Des chercheurs russes exhument un croc de sanglier vieux de 800 ans qui révèle un mystérieux talisman de guerrier
Dans les sols gorgés d'eau de Novgorod, le bois, l'os et les dents traversent les siècles sans pourrir. Une défense de sanglier y dormait, prise pour un banal reste de chasse.
En 2023, des archéologues russes ont fait une découverte majeure dans les sols gorgés d’eau de Novgorod, une ville médiévale située au nord-ouest de la Russie. Parmi les vestiges organiques bien conservés grâce à l’humidité du sol, une défense de sanglier a été exhumée. À première vue, elle ressemblait à un simple reste de chasse, typique des vestiges médiévaux. Cependant, une analyse plus approfondie a révélé qu’elle était en réalité un objet bien plus rare et précieux. Novgorod, fondée au IXe siècle, est un site archéologique majeur en Russie, connu pour ses fouilles qui révèlent des artefacts datant du Moyen Âge, une période s’étendant approximativement du Ve au XVe siècle. Les sols humides de cette région préservent particulièrement bien les matériaux organiques comme le bois, l’os ou les dents, ce qui en fait un terrain de recherche privilégié pour les archéologues.
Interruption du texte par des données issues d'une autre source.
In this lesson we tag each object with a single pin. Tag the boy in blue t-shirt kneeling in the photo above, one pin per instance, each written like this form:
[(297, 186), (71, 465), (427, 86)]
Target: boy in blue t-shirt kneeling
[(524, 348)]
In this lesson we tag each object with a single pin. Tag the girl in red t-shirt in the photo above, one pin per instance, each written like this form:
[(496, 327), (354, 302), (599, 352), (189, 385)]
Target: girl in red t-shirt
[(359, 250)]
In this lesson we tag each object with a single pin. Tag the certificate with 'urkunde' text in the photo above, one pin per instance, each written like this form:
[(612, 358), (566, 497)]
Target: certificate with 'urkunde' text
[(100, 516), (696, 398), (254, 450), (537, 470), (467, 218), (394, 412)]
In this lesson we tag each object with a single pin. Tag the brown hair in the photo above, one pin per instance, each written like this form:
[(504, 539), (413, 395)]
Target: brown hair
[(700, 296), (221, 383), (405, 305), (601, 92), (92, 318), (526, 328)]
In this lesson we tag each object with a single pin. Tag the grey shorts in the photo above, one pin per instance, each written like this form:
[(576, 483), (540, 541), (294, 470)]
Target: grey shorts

L’analyse de la défense de sanglier a révélé qu’elle était sertie d’une monture ouvragée, transformant un simple reste animal en un objet d’art et de pouvoir. Cette monture, soigneusement fabriquée, suggère que la défense était destinée à être portée comme un talisman ou une amulette. Les archéologues ont identifié qu’il s’agissait d’une amulette de sanglier, un type d’objet rare et symbolique dans le contexte médiéval. Contrairement aux amulettes courantes de l’époque, celle-ci ne ressemble à aucun autre artefact découvert à Novgorod, ce qui en fait une pièce unique. Les amulettes étaient des objets portés pour leur pouvoir protecteur ou magique, souvent associés à des croyances populaires ou à des traditions guerrières. Leur fabrication nécessitait un savoir-faire artisanal, ce qui indique que leur propriétaire était probablement une personne de statut élevé.
Les chercheurs ont daté la défense de sanglier au XIIIe siècle, une période marquée par des conflits fréquents en Russie médiévale. À cette époque, Novgorod était une république marchande indépendante, souvent en guerre contre ses voisins, notamment les chevaliers teutoniques et les Mongols. La présence de cette amulette suggère qu’elle appartenait à un guerrier, peut-être un chevalier ou un noble, qui l’utilisait comme symbole de force ou de protection. Les crocs de sanglier étaient parfois associés à des vertus guerrières dans les cultures européennes et asiatiques, car cet animal symbolisait la combativité et la résistance. Cette découverte renforce l’hypothèse selon laquelle les guerriers médiévaux utilisaient des objets symboliques pour affirmer leur statut ou leur courage sur le champ de bataille.
Ce qui rend cette découverte exceptionnelle, c’est l’absence d’équivalent à Novgorod. Les autres artefacts similaires découverts dans la région sont généralement des objets en métal ou en pierre, rarement des amulettes en os ou en défense d’animal. Les archéologues estiment que cette amulette pourrait provenir d’une culture ou d’une tradition extérieure à Novgorod, peut-être importée par un guerrier ou un marchand voyageant entre l’Europe de l’Est et l’Asie. Cette hypothèse s’appuie sur le style de la monture, qui diffère des artefacts locaux connus. Novgorod, en tant que carrefour commercial, était un lieu où se mêlaient des influences culturelles variées, ce qui pourrait expliquer la présence d’un tel objet.
La conservation remarquable de la défense de sanglier s’explique par les conditions spécifiques des sols de Novgorod. Les sols gorgés d’eau, pauvres en oxygène, limitent la dégradation des matériaux organiques par les bactéries et les champignons. Ce phénomène, appelé *anaérobie*, permet aux objets comme le bois, l’os ou les dents de traverser les siècles sans se désintégrer. Cette particularité fait de Novgorod un site archéologique unique en Russie, comparable à d’autres sites européens comme les tourbières d’Irlande ou les lacs de Scandinavie. Les chercheurs soulignent que sans ces conditions exceptionnelles, la défense de sanglier serait probablement passée inaperçue, réduisant à néant la découverte d’un artefact aussi rare.